Cant find this less than 24" rule. If you find it please let me know.


----------



## Navyguy (Mar 15, 2010)

Try 4-004 (13)



CEC Section 4 said:


> 13) Where multi-conductor cables are run in contact for distances greater than 600 mm, the ampacity of the conductors shall be corrected by applying the correction factors from Table 5C based on the total number of conductors in the cables.


Cheers
John


----------



## eddy current (Feb 28, 2009)

Navyguy said:


> Try 4-004 (13)
> 
> 
> 
> ...


That rule does not say we do not have to derate conductors in short raceways.

That rule applies to multi conductor cables run in contact with each other.


----------



## MikeFL (Apr 16, 2016)

Around here we've always converted the old panel to be the j-box and make up all the connections in there, then run to the new box. 

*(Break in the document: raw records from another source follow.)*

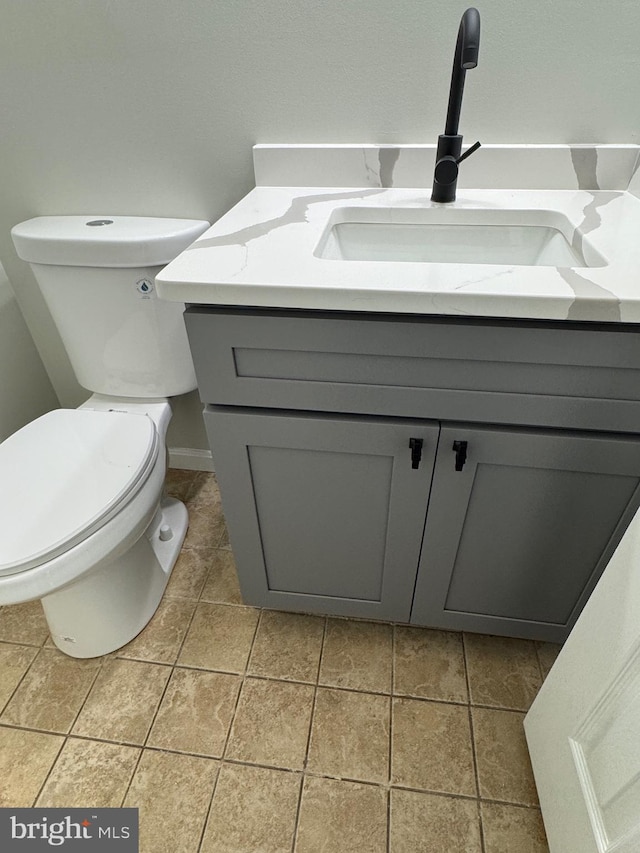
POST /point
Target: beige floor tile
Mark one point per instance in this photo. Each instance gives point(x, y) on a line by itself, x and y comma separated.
point(52, 692)
point(89, 773)
point(503, 672)
point(123, 701)
point(196, 712)
point(350, 736)
point(220, 637)
point(14, 662)
point(512, 829)
point(162, 638)
point(287, 646)
point(271, 725)
point(205, 491)
point(25, 760)
point(429, 664)
point(547, 654)
point(504, 769)
point(341, 817)
point(179, 483)
point(224, 541)
point(206, 526)
point(189, 574)
point(172, 793)
point(23, 623)
point(357, 655)
point(254, 809)
point(221, 583)
point(426, 823)
point(431, 747)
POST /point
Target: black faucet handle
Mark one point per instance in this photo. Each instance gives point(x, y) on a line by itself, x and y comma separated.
point(446, 171)
point(469, 152)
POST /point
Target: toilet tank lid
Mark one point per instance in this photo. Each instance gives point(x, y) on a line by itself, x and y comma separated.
point(104, 241)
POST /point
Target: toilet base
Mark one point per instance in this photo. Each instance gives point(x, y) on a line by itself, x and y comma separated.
point(107, 608)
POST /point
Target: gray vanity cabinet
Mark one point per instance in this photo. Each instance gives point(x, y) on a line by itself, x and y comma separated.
point(310, 416)
point(325, 513)
point(515, 541)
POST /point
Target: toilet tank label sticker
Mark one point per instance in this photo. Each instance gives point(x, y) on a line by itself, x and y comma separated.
point(145, 288)
point(35, 830)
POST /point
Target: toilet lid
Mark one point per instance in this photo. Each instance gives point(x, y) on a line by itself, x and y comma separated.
point(65, 475)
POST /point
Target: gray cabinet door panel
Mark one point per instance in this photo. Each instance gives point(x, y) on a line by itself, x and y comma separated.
point(325, 514)
point(515, 542)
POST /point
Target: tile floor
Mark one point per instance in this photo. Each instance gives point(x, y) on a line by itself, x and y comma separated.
point(236, 730)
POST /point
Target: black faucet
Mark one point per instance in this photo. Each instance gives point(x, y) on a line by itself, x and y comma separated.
point(445, 176)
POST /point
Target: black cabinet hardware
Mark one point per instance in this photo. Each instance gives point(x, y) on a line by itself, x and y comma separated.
point(460, 448)
point(416, 451)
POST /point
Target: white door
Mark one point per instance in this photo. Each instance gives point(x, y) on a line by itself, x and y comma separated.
point(583, 729)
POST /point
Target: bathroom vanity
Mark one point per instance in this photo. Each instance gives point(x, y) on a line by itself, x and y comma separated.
point(454, 445)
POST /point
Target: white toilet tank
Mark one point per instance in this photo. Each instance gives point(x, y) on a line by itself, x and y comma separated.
point(96, 274)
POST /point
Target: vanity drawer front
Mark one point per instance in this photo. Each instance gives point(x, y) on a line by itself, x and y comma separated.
point(523, 373)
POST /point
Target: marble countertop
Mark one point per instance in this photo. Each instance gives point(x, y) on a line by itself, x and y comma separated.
point(264, 251)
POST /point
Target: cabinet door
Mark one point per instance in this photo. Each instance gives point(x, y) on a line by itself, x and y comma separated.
point(325, 514)
point(515, 541)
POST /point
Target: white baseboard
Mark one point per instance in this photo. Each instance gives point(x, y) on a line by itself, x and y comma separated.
point(190, 458)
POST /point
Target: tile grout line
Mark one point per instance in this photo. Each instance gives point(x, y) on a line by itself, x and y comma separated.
point(142, 746)
point(390, 750)
point(221, 760)
point(67, 735)
point(473, 743)
point(303, 775)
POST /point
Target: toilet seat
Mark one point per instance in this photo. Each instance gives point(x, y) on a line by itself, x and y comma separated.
point(64, 475)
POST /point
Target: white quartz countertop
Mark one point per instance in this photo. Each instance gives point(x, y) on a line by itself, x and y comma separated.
point(264, 253)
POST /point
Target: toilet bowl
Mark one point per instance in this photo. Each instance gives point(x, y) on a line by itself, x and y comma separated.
point(84, 525)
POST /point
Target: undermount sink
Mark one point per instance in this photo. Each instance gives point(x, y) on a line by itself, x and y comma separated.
point(446, 236)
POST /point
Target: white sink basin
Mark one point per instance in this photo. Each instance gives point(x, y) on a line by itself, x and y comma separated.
point(455, 236)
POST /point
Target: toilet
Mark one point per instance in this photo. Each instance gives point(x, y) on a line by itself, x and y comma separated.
point(84, 525)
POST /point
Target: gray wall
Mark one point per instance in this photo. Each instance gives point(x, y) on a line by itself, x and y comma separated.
point(25, 390)
point(151, 107)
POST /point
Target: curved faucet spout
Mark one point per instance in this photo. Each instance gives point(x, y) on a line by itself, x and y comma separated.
point(466, 57)
point(448, 153)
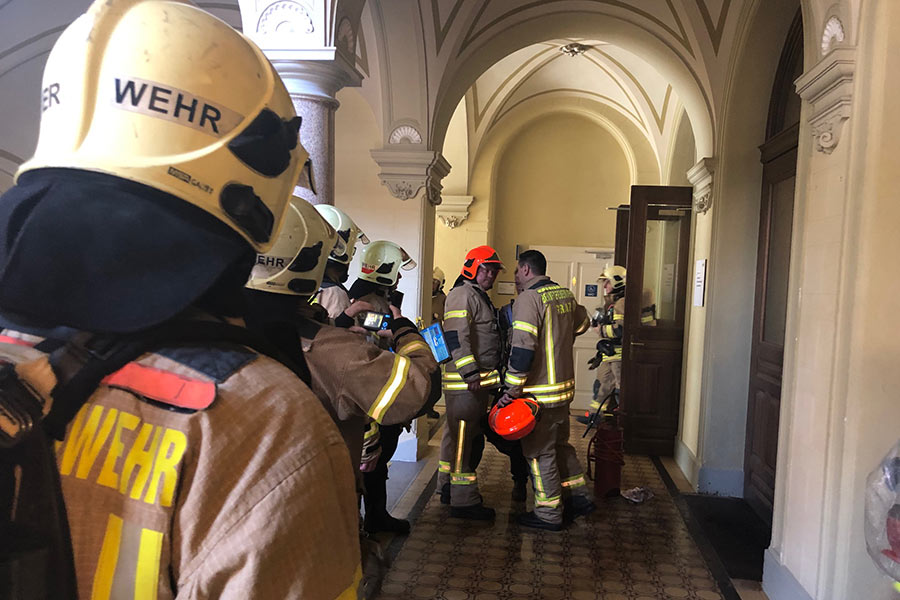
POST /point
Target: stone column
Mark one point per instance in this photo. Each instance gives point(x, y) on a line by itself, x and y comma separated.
point(313, 85)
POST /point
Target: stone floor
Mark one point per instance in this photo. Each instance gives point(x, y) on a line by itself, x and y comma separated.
point(621, 552)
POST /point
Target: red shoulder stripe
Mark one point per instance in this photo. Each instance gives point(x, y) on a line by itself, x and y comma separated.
point(5, 339)
point(163, 386)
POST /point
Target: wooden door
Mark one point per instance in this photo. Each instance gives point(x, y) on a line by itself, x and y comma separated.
point(658, 250)
point(779, 158)
point(578, 268)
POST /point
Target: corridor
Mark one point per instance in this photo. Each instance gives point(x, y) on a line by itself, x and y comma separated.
point(621, 551)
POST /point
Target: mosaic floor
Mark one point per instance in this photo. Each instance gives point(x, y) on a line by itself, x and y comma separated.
point(620, 552)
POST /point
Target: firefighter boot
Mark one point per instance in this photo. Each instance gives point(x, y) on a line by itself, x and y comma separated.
point(476, 512)
point(530, 519)
point(520, 490)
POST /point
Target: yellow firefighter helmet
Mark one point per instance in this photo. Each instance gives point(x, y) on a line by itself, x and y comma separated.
point(347, 229)
point(296, 263)
point(165, 94)
point(616, 276)
point(381, 261)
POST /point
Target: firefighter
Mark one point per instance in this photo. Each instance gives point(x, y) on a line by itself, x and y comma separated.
point(473, 339)
point(167, 153)
point(609, 327)
point(438, 297)
point(546, 320)
point(333, 295)
point(380, 266)
point(357, 382)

In the pictures posted in this thread it does look nice to add a wireway.


----------



## Navyguy (Mar 15, 2010)

eddy current said:


> That rule does not say we do not have to derate conductors in short raceways.
> 
> That rule applies to multi conductor cables run in contact with each other.

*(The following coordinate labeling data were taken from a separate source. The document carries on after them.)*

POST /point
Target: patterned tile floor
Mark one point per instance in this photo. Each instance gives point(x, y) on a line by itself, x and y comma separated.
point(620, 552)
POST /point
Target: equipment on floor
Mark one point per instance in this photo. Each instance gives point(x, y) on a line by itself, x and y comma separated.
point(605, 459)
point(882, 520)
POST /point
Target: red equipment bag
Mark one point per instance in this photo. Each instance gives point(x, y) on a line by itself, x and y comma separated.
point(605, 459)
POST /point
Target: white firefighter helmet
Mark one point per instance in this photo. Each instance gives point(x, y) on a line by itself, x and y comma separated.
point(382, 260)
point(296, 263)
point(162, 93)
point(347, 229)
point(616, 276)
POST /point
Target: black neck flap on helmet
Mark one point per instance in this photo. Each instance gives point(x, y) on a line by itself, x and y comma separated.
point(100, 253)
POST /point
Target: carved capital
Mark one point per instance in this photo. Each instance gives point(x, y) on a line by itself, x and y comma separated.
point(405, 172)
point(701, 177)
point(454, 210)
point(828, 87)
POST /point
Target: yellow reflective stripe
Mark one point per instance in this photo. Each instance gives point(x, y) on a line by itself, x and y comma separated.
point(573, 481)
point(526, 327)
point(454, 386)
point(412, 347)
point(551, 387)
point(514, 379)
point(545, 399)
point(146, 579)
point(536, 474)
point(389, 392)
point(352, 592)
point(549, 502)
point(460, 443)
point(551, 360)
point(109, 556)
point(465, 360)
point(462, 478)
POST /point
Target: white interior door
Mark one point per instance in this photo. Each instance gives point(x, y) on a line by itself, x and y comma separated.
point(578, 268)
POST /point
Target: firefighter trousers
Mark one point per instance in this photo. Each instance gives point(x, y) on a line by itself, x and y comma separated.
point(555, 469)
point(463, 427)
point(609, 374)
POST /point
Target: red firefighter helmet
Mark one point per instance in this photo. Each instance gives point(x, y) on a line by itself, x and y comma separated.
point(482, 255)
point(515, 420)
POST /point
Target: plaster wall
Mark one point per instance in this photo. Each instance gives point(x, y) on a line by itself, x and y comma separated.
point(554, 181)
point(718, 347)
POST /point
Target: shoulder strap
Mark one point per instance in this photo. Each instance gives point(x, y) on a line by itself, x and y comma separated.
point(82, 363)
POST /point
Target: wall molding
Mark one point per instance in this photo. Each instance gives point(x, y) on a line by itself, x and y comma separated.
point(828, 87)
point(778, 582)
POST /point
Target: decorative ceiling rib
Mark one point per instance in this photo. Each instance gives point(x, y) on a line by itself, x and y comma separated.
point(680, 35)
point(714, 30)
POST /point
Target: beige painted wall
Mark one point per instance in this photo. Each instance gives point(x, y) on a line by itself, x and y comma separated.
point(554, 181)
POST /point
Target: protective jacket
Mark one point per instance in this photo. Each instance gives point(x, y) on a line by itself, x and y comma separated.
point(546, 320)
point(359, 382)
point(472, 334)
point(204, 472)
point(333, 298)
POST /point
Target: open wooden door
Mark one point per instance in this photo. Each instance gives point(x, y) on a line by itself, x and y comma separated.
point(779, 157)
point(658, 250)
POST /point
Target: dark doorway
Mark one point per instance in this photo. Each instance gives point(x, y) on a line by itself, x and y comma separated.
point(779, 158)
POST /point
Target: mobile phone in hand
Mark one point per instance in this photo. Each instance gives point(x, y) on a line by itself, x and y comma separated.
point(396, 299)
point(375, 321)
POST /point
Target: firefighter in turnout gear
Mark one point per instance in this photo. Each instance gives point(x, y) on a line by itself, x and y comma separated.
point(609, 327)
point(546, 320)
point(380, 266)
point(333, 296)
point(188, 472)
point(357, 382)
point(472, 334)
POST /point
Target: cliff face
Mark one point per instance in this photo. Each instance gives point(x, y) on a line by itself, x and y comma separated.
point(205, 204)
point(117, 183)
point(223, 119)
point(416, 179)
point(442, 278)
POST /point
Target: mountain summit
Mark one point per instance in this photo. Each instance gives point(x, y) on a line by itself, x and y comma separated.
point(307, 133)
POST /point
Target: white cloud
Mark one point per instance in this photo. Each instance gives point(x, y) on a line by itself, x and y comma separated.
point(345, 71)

You are right. I am sure there is another rule but I cannot seem to find it now.

Perhaps it is an old rule, or one that is made up...

I would have bet the farm that there was something that stated that conduits and fittings used for mechanical protection and joining electrical equipment less then 24" were not subject to derating rules; that is not just something I would have made up, but perhaps it is rule that no longer exists.

Maybe a old 2012 rule or earlier?

Regardless of the fact, I have never once been called for derating on any of the installations pictured or the tons of troughs used for control wiring, etc that I have installed. Hard to believe that I have been that lucky for 30 years...

I will look more in-depth when I have some time.

Cheers
John


----------



## NDC (Jan 12, 2016)

Navyguy said:


> You are right. I am sure there is another rule but I cannot seem to find it now.
> 
> Perhaps it is an old rule, or one that is made up...
> 
> ...



I'm pretty sure you're right with this one. I remember a trick question in school about what size to use for nippling 2 panel tubs together and apparently if the nipple was short enough, it could be packed full of wires.


----------



## eddy current (Feb 28, 2009)

@Navyguy there is a code that says conduit fill does not apply to short sections used for mechanical protection of open wiring, maybe your thinking of that one? 12-910(2)

I will check the old books and see if there was something about ampacities that has been removed as well.


----------



## 99cents (Aug 20, 2012)

Section 13


----------



## eddy current (Feb 28, 2009)

eddy current said:


> @Navyguy
> 
> I will check the old books and see if there was something about ampacities that has been removed as well.



I went back as far as 1972 in section 4 and did not find anything


----------